Label preperation

System structure file

To train a DeePKS model, users must provide the structures of the interested system(s). Structures can be obtained either from a short AIMD run or by adding structural perturbations on top of an optimized geometry. The structures of the system can be provided via three formats as follows

  • (recommended) grouped into atom.npy

    The shape of atom.npy file is [nframes, natoms, 4]:
    • nframes refers to the number of frames (structures) of the interested system;

    • natoms refers to the number of atoms of the interested system, e.g., for single water system, natoms = 3;

    • the last dimension 4 corresponds to the nuclear charge of the given atom and its xyz coordinates (either in Cartesian form or in fractional form, which needs to be specified with keyword coord_type in scf_abacus.yaml).

Note

If coordinates saved in atom.npy are in unit of Bohr, then lattice_constant should be set to 1 in scf_abacus.yaml. If coordinates saved in atom.npy are in unit of Angstrom, then lattice_constant should be set to 1.8897259886 in scf_abacus.yaml. If fractional coordinates are used, lattice_constant also needs to be set accordingly. See ABACUS documentation for more details.

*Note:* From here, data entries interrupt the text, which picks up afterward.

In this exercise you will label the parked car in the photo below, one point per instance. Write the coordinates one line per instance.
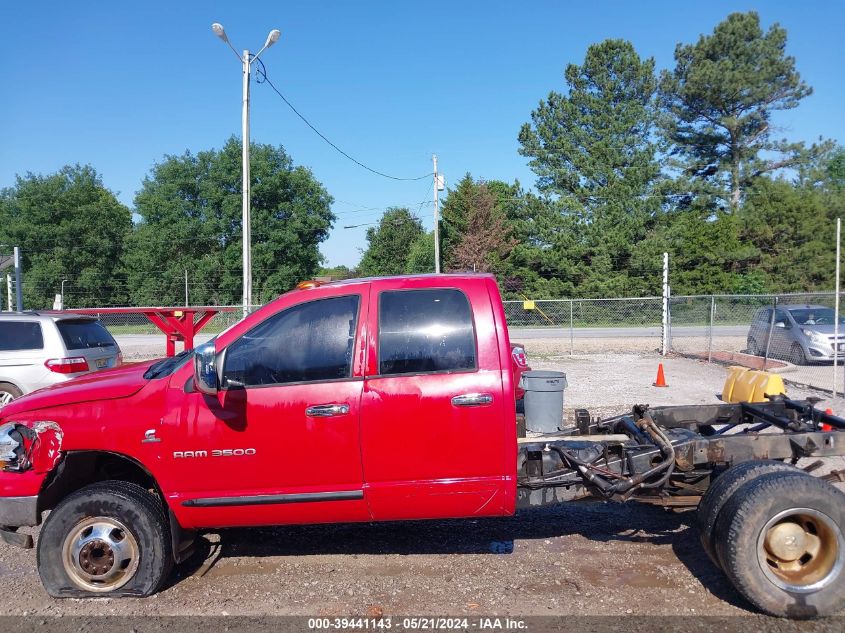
(801, 334)
(39, 349)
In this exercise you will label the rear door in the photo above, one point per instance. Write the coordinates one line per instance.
(22, 354)
(432, 424)
(89, 339)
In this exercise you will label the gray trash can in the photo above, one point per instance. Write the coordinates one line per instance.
(543, 400)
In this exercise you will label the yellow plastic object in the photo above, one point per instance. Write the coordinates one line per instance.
(748, 385)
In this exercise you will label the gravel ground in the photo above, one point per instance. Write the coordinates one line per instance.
(586, 558)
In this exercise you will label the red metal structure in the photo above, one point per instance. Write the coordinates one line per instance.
(177, 324)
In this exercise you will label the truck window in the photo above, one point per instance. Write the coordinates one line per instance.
(307, 342)
(424, 331)
(18, 336)
(84, 334)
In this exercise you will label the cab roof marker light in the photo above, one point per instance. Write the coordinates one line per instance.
(311, 283)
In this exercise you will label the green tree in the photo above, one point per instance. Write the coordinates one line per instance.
(421, 255)
(790, 229)
(338, 272)
(720, 99)
(486, 239)
(190, 207)
(389, 244)
(595, 157)
(68, 226)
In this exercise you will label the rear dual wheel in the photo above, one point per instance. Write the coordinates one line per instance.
(780, 541)
(722, 489)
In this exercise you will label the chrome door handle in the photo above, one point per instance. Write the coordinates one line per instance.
(327, 410)
(472, 400)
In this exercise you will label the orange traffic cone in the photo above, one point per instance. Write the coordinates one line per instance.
(661, 379)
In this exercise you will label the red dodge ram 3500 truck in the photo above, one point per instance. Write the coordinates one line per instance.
(387, 399)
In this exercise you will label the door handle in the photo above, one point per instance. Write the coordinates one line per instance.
(472, 400)
(326, 410)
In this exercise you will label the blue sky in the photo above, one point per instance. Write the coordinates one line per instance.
(119, 85)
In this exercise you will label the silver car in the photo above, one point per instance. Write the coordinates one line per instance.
(38, 349)
(801, 334)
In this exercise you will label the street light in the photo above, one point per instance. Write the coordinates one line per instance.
(246, 61)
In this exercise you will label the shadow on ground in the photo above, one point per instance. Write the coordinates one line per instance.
(616, 524)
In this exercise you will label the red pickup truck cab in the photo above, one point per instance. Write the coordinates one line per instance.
(361, 400)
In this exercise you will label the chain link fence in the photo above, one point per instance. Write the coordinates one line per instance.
(790, 333)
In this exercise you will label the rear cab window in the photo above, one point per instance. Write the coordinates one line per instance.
(19, 336)
(425, 331)
(79, 334)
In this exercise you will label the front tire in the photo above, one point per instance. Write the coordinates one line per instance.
(108, 539)
(797, 355)
(8, 392)
(781, 542)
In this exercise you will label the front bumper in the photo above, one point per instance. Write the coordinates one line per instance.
(18, 511)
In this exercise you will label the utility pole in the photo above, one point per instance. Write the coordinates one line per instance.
(247, 219)
(665, 345)
(836, 309)
(18, 286)
(246, 62)
(436, 217)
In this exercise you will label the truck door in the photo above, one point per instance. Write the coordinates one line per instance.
(432, 423)
(280, 442)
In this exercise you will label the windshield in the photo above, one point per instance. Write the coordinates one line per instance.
(814, 316)
(84, 334)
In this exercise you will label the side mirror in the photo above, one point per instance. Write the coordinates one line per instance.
(205, 369)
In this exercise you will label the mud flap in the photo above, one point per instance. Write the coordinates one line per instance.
(11, 536)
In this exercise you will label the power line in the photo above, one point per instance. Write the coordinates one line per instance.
(263, 78)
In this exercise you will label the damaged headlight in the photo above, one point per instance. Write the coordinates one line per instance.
(29, 445)
(12, 453)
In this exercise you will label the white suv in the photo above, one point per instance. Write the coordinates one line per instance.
(38, 349)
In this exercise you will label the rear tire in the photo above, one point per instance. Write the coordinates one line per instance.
(109, 539)
(722, 488)
(780, 538)
(8, 392)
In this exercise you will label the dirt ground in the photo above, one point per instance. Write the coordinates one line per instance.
(588, 559)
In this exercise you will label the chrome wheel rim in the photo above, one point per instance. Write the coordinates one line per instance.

  • grouped into coord.npy and type.raw

    coord.npy is very similar to atom.npy with the shape [nframes, natoms, 3]. The only difference is that the nuclear charge is not included in the last dimension, which is included in type.raw instead. Note that this format has not been fully tested for periodic systems.

  • single xyz

    Save the xyz coordinate of each frame as single xyz file, e.g., 0000.xyz, 0001.xyz,… Note that this format has not been fully tested for periodic systems.

It should be noted that if the lattice vectors of each frame are not the same, users should specify the lattice vector for each frame via box.npy, of which the shape is [nframe, 9]. If the prepared structures share the same lattice vector, then users may specify it as a keyword in input files. See scf_abacus.yaml for details.

Property labels

To train a DeePKS model, the target energy of the interested system is required, and its format should follow the format of the structure file. Additional properties can also be trained, including force, stress, and bandgap. Note that the bandgap label corresponds to the energy difference between the valence band and the conduction band for each k-point, and currently this label only works for semiconductors with even numbers of electrons. The formats of structure files (taking atom.npy as an example) and the corresponding formats of various property labels are summarized as follows:

Filename

Description

Shape

Unit

atom.npy

structural file, required

[nframes, natoms, 4]

Bohr or Angstrom or fractional

box.npy

lattice vector file, optional

[nframes, 9]

Bohr or Angstrom

energy.npy

energy label, required

[nframes,1]

Hartree

force.npy

force label, optional

[nframes, natoms, 3]

Hartree/Bohr

stress.npy

virial vector file, optional

[nframes, 9]

Hartree

orbital.npy

bandgap label, optional

[nframes,nkpt,1]

Hartree